Mercedes-Benz Rolls Out Fuel-Cell SUV to Tackle Tech Hurdles
Mercedes-Benz will soon start handing over its latest fuel-cell electric car to fleet customers to keep a toe-hold in a promising technology that’s been hampered by the difficulties of storing and refueling hydrogen.
Other carmakers like BMW AG are working on prototypes that could offer better driving ranges for larger electric vehicles.Volkswagen AG’s Audi brand is considering a small-scale production of fuel cell cars in 2020.
Infrastructure in Germany, Europe’s largest economy, remains patchy. A joint venture dubbed H2 Mobility, which includes Daimler, Linde AG, Royal Dutch Shell Plc and Total SA, plans to have around 100 hydrogen fueling stations across the country by next year. That number could roughly quadruple by 2023, according to Daimler.

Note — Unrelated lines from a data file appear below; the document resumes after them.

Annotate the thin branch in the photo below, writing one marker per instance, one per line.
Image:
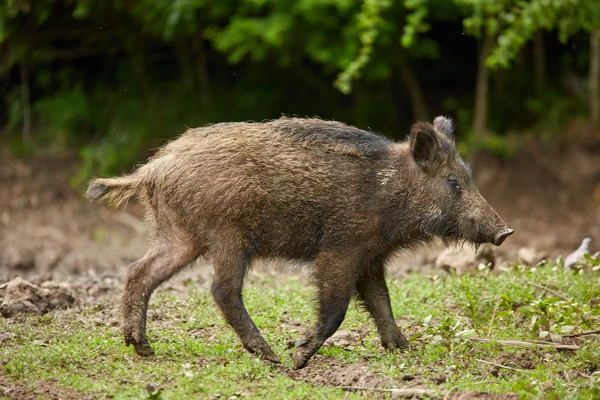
(493, 317)
(584, 333)
(523, 343)
(499, 365)
(555, 293)
(395, 392)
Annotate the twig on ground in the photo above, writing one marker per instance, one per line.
(395, 392)
(493, 317)
(584, 333)
(560, 296)
(453, 388)
(499, 365)
(524, 343)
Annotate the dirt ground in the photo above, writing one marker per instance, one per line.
(549, 193)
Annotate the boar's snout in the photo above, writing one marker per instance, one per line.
(501, 237)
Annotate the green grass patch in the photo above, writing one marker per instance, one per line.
(198, 355)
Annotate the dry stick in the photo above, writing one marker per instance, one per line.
(499, 365)
(560, 296)
(408, 392)
(493, 317)
(584, 333)
(523, 343)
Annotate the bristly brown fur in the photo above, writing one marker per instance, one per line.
(319, 192)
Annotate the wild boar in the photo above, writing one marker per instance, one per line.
(342, 199)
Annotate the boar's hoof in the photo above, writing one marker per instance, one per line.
(398, 343)
(141, 348)
(300, 358)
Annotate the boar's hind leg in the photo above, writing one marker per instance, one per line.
(373, 293)
(228, 280)
(146, 274)
(336, 281)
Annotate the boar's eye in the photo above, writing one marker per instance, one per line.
(454, 185)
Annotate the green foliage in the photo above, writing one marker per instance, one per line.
(368, 22)
(196, 351)
(110, 79)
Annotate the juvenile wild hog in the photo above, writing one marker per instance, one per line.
(338, 197)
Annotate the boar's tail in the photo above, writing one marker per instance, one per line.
(114, 191)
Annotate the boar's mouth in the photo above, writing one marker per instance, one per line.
(501, 237)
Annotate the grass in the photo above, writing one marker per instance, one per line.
(197, 355)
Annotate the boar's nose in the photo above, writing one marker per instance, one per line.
(502, 236)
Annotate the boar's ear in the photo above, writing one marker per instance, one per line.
(444, 125)
(423, 143)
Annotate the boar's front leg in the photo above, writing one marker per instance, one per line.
(230, 269)
(336, 282)
(373, 293)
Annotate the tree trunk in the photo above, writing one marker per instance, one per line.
(202, 68)
(415, 93)
(594, 77)
(25, 99)
(185, 63)
(482, 88)
(539, 55)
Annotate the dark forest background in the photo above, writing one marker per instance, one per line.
(113, 79)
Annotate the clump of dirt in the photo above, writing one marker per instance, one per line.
(323, 371)
(462, 260)
(22, 297)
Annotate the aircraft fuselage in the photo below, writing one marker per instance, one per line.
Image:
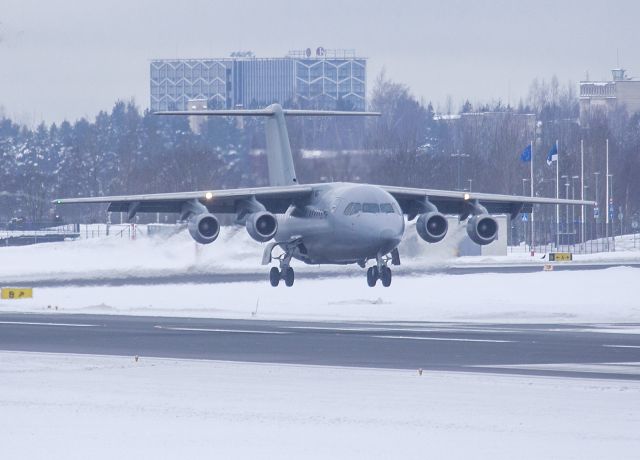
(343, 224)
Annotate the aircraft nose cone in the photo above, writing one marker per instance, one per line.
(389, 239)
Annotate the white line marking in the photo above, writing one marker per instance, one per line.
(440, 338)
(26, 323)
(235, 331)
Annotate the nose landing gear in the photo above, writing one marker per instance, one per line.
(380, 271)
(285, 272)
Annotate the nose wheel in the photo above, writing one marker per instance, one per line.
(383, 274)
(285, 274)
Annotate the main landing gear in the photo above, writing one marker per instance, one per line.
(380, 271)
(286, 274)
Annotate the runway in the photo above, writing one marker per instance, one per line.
(601, 351)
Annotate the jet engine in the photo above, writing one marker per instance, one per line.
(262, 226)
(204, 228)
(482, 229)
(432, 226)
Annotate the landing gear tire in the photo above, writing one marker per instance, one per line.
(274, 276)
(385, 276)
(372, 276)
(289, 276)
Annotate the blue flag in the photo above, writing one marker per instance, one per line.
(552, 155)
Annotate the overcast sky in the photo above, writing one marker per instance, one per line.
(68, 59)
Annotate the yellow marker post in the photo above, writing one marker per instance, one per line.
(16, 293)
(560, 257)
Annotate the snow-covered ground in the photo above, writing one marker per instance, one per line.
(78, 407)
(233, 252)
(600, 296)
(560, 296)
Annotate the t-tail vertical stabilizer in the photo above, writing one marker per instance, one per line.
(279, 158)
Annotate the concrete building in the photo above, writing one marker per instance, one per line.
(320, 78)
(607, 95)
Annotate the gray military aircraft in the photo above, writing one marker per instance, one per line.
(327, 223)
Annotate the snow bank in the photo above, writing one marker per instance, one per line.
(76, 407)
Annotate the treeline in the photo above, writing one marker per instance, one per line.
(477, 146)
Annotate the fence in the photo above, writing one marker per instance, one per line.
(576, 237)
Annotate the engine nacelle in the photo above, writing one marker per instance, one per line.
(262, 226)
(482, 229)
(204, 228)
(432, 226)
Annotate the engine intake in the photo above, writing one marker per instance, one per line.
(262, 226)
(432, 226)
(482, 229)
(204, 228)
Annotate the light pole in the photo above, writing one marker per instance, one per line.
(597, 219)
(573, 208)
(566, 195)
(612, 217)
(566, 183)
(585, 192)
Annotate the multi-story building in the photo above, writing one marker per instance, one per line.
(607, 95)
(326, 79)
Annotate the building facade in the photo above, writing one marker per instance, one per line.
(607, 95)
(323, 79)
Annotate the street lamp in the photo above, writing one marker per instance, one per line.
(573, 208)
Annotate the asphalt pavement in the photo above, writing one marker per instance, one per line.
(609, 351)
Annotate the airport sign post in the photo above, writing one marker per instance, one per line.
(16, 293)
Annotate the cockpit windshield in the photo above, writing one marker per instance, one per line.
(352, 208)
(371, 208)
(386, 208)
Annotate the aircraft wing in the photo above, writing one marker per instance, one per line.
(456, 202)
(275, 199)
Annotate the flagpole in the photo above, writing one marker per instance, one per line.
(532, 218)
(582, 190)
(557, 196)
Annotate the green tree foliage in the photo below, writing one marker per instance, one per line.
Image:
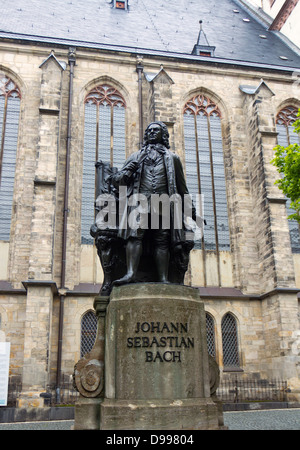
(287, 161)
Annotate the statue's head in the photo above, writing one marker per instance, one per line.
(157, 132)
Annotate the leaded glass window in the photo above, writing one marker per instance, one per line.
(230, 342)
(210, 335)
(104, 139)
(205, 169)
(10, 97)
(286, 136)
(88, 332)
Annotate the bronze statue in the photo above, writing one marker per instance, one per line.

Fuel cells convert chemical energy into electricity through a reaction of hydrogen with oxygen or another oxidizing agent. Mercedes’s model, with a driving range of 478 kilometers (297 miles) for fuel cell and battery, takes about three minutes to replenish the tank.

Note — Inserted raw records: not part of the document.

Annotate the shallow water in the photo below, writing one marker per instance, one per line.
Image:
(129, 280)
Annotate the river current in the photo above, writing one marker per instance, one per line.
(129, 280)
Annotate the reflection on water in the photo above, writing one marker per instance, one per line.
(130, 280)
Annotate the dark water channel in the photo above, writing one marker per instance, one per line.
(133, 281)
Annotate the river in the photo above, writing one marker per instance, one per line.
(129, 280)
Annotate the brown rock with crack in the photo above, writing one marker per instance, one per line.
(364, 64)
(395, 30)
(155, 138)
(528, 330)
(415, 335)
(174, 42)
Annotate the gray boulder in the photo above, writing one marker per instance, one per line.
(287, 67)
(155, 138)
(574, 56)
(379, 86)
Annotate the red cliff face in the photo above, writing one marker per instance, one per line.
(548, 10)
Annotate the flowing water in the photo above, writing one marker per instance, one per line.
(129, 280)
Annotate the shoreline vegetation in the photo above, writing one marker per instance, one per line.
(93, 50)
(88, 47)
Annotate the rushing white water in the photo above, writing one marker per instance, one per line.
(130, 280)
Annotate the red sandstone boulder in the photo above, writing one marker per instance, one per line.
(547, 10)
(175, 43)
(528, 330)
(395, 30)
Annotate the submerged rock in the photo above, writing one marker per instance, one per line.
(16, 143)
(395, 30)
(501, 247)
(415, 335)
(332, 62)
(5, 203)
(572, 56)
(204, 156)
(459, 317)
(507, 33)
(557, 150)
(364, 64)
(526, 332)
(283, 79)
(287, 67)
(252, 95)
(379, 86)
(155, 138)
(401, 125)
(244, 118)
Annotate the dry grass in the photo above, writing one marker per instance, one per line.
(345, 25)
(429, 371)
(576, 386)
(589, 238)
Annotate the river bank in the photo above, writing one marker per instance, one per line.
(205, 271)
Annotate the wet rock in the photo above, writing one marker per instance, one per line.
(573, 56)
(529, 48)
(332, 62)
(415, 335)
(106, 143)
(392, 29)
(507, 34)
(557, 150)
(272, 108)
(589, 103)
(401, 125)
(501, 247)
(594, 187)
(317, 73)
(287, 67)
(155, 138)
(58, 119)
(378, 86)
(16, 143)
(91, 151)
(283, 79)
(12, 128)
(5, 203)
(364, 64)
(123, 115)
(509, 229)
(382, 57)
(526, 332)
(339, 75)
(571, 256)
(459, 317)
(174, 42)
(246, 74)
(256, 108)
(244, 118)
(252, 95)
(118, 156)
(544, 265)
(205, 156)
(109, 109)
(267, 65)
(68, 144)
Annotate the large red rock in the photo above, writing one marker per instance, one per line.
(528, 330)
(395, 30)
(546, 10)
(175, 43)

Mercedes-Benz last month unveiled the brand’s first all-electric vehicle, the EQC crossover, as part of a push to roll out 10 purely battery-powered vehicles by 2022. The division expects all-electric cars to account for between 15 percent and 25 percent of global deliveries by 2025.

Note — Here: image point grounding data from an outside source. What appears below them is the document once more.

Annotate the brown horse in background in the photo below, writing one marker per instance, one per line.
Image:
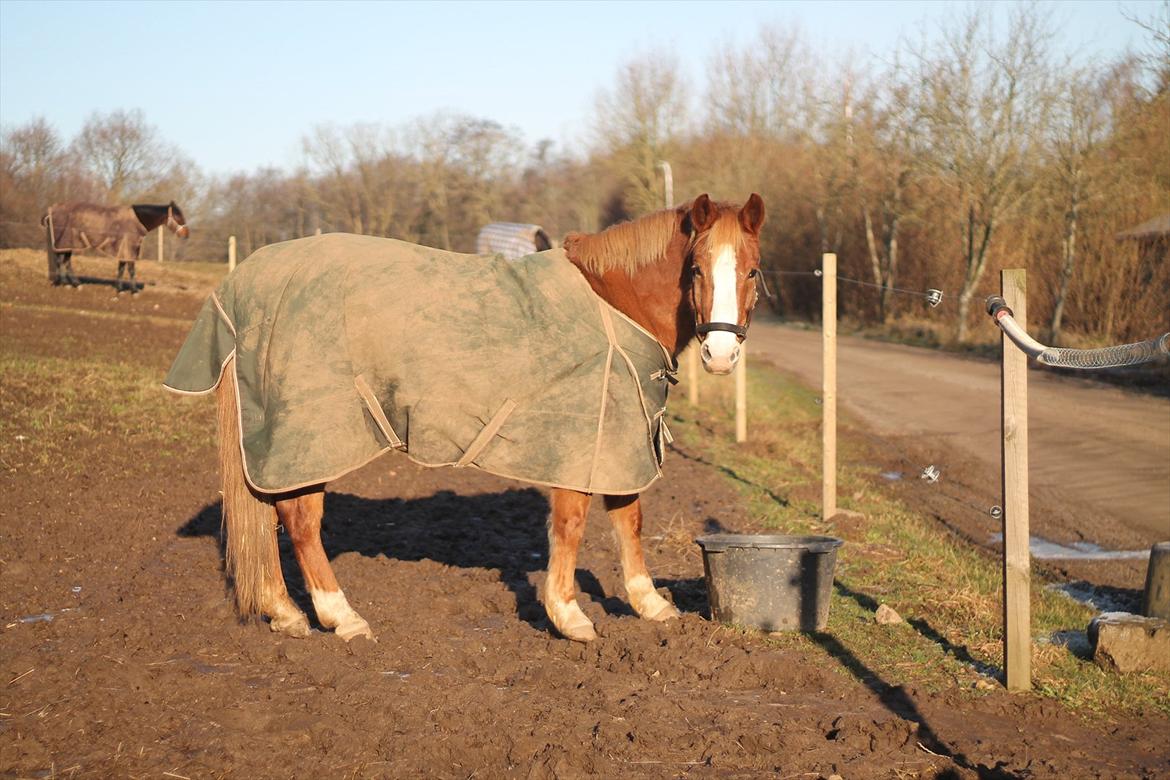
(112, 230)
(678, 273)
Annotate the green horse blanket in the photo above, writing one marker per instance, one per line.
(348, 346)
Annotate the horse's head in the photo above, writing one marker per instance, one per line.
(176, 221)
(724, 263)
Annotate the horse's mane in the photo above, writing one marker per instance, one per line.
(627, 246)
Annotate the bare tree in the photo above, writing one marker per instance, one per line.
(1078, 128)
(981, 104)
(122, 151)
(639, 123)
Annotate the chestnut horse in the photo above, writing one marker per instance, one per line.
(115, 230)
(678, 273)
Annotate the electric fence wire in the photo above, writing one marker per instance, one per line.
(931, 296)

While battery-electric or fuel-cell cars didn’t emit any emissions on the road, it’s another story during their manufacture, Schenk said. Energy demands for production of cars with fuel cells or high-voltage batteries trigger significantly higher emissions of carbon dioxide, a contributor to climate-warming, he said. During the life cycle on the road, plug-in hybrids can save emissions of as much as 55 percent compared to combustion engines, even if the electricity for charging the battery doesn’t come from renewable energy sources.